Falling Behind. How Rising Inequality Harms the Middle Class.

Buchbesprechung:

Robert H. Frank: Falling Behind. How Rising Inequality Harms the Middle Class. University of California Press, 2007

Sie stehen vor der Wahl, sich zu entscheiden, in welcher der beiden Welten Sie leben wollen. In beiden Fällen ist sonst alles identisch bis auf die Hausgrösse. Welt A: Sie leben in einem 4'000 Quadratfuss Haus und andere leben in einem 6'000 Quadratfuss Haus. Welt B: Sie leben in einem 3'000 Quadratfuss Haus und andere leben in einem 2'000 Quadratfuss Haus. Gemäss der ökonomischen Standardtheorie ist die Welt A zu bevorzugen.
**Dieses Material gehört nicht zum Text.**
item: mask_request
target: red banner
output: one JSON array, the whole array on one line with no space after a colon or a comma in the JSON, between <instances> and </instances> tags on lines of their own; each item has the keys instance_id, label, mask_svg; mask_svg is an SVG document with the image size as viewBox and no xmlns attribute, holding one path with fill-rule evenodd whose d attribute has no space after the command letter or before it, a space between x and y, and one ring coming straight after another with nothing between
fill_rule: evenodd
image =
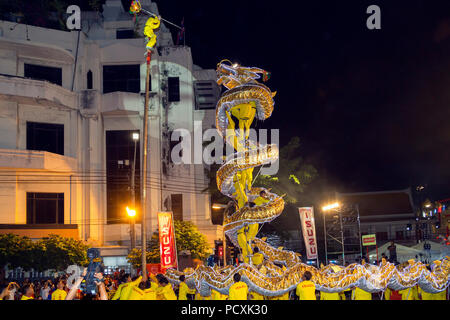
<instances>
[{"instance_id":1,"label":"red banner","mask_svg":"<svg viewBox=\"0 0 450 320\"><path fill-rule=\"evenodd\" d=\"M177 249L172 212L158 212L161 269L177 268Z\"/></svg>"},{"instance_id":2,"label":"red banner","mask_svg":"<svg viewBox=\"0 0 450 320\"><path fill-rule=\"evenodd\" d=\"M302 222L303 239L305 241L308 259L317 259L316 226L314 223L314 210L312 207L298 208Z\"/></svg>"}]
</instances>

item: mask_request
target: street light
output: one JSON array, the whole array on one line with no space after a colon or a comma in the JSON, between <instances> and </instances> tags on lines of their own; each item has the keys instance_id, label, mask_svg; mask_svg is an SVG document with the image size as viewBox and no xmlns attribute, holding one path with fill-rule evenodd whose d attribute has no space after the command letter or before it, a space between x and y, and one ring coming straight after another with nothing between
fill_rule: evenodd
<instances>
[{"instance_id":1,"label":"street light","mask_svg":"<svg viewBox=\"0 0 450 320\"><path fill-rule=\"evenodd\" d=\"M326 206L322 207L322 211L325 213L327 211L338 209L341 207L341 204L339 202L331 203ZM339 211L339 222L341 224L341 244L342 244L342 263L345 266L345 248L344 248L344 228L342 226L342 214ZM328 264L328 251L327 251L327 228L326 228L326 222L325 222L325 214L323 214L323 228L324 228L324 237L325 237L325 261L326 264ZM336 240L336 239L335 239ZM338 241L339 242L339 241Z\"/></svg>"},{"instance_id":2,"label":"street light","mask_svg":"<svg viewBox=\"0 0 450 320\"><path fill-rule=\"evenodd\" d=\"M221 203L213 203L212 208L214 210L220 210L227 208L227 205L221 204ZM223 266L225 267L227 265L227 237L225 235L225 228L222 226L222 247L223 247Z\"/></svg>"},{"instance_id":3,"label":"street light","mask_svg":"<svg viewBox=\"0 0 450 320\"><path fill-rule=\"evenodd\" d=\"M135 187L135 174L136 174L136 149L137 149L137 142L139 140L139 133L133 132L132 135L133 141L134 141L134 158L133 163L131 164L131 205L133 208L136 208L136 187ZM136 210L130 210L127 207L127 214L129 217L132 217L132 223L131 223L131 249L134 249L135 247L135 230L134 230L134 217L136 216Z\"/></svg>"},{"instance_id":4,"label":"street light","mask_svg":"<svg viewBox=\"0 0 450 320\"><path fill-rule=\"evenodd\" d=\"M131 249L135 247L135 235L134 235L134 217L136 217L136 210L126 207L127 215L130 217L130 236L131 236Z\"/></svg>"}]
</instances>

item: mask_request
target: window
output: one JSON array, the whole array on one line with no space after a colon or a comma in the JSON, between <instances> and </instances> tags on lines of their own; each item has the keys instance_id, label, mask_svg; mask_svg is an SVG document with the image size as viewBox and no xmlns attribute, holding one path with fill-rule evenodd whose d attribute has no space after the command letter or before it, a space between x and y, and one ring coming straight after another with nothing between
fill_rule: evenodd
<instances>
[{"instance_id":1,"label":"window","mask_svg":"<svg viewBox=\"0 0 450 320\"><path fill-rule=\"evenodd\" d=\"M170 196L172 200L173 219L183 221L183 195L179 193Z\"/></svg>"},{"instance_id":2,"label":"window","mask_svg":"<svg viewBox=\"0 0 450 320\"><path fill-rule=\"evenodd\" d=\"M103 66L103 93L115 91L139 93L141 91L140 70L141 67L138 64Z\"/></svg>"},{"instance_id":3,"label":"window","mask_svg":"<svg viewBox=\"0 0 450 320\"><path fill-rule=\"evenodd\" d=\"M194 81L195 109L215 109L220 96L220 88L215 81Z\"/></svg>"},{"instance_id":4,"label":"window","mask_svg":"<svg viewBox=\"0 0 450 320\"><path fill-rule=\"evenodd\" d=\"M64 193L27 192L27 224L64 224Z\"/></svg>"},{"instance_id":5,"label":"window","mask_svg":"<svg viewBox=\"0 0 450 320\"><path fill-rule=\"evenodd\" d=\"M62 69L55 67L44 67L35 64L24 65L25 78L31 78L35 80L46 80L48 82L62 85Z\"/></svg>"},{"instance_id":6,"label":"window","mask_svg":"<svg viewBox=\"0 0 450 320\"><path fill-rule=\"evenodd\" d=\"M116 39L133 39L134 30L116 30Z\"/></svg>"},{"instance_id":7,"label":"window","mask_svg":"<svg viewBox=\"0 0 450 320\"><path fill-rule=\"evenodd\" d=\"M106 210L107 223L129 223L125 208L131 205L131 174L134 159L135 130L106 131ZM139 221L140 203L140 150L136 143L135 205Z\"/></svg>"},{"instance_id":8,"label":"window","mask_svg":"<svg viewBox=\"0 0 450 320\"><path fill-rule=\"evenodd\" d=\"M403 240L405 238L405 232L404 231L396 231L395 232L395 239L396 240Z\"/></svg>"},{"instance_id":9,"label":"window","mask_svg":"<svg viewBox=\"0 0 450 320\"><path fill-rule=\"evenodd\" d=\"M92 82L93 82L92 81L92 71L89 70L88 73L87 73L87 88L88 89L92 89L92 87L93 87L93 83Z\"/></svg>"},{"instance_id":10,"label":"window","mask_svg":"<svg viewBox=\"0 0 450 320\"><path fill-rule=\"evenodd\" d=\"M169 77L169 102L180 101L180 78Z\"/></svg>"},{"instance_id":11,"label":"window","mask_svg":"<svg viewBox=\"0 0 450 320\"><path fill-rule=\"evenodd\" d=\"M64 125L27 122L27 149L64 155Z\"/></svg>"}]
</instances>

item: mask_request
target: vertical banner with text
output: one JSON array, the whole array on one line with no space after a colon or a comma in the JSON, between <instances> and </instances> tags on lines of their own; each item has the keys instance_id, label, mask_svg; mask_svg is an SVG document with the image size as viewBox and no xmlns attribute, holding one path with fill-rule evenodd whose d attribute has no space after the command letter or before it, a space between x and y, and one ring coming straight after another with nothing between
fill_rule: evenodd
<instances>
[{"instance_id":1,"label":"vertical banner with text","mask_svg":"<svg viewBox=\"0 0 450 320\"><path fill-rule=\"evenodd\" d=\"M172 212L158 212L161 269L177 269L177 249Z\"/></svg>"},{"instance_id":2,"label":"vertical banner with text","mask_svg":"<svg viewBox=\"0 0 450 320\"><path fill-rule=\"evenodd\" d=\"M308 260L317 259L316 226L313 207L298 208Z\"/></svg>"}]
</instances>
Denn wenn die absolute Grösse zählt, ist die A die bessere Welt. Denn jeder hätte ein grösseres Haus als in der Welt B. Zahlreiche empirische Umfragen belegen jedoch ein gegensätzliches Ergebnis. Die Mehrzahl der Befragten wählt die Welt B, weil ihre absolute Hausgrösse zwar kleiner, aber ihre relative Hausgrösse grösser ist als die anderen.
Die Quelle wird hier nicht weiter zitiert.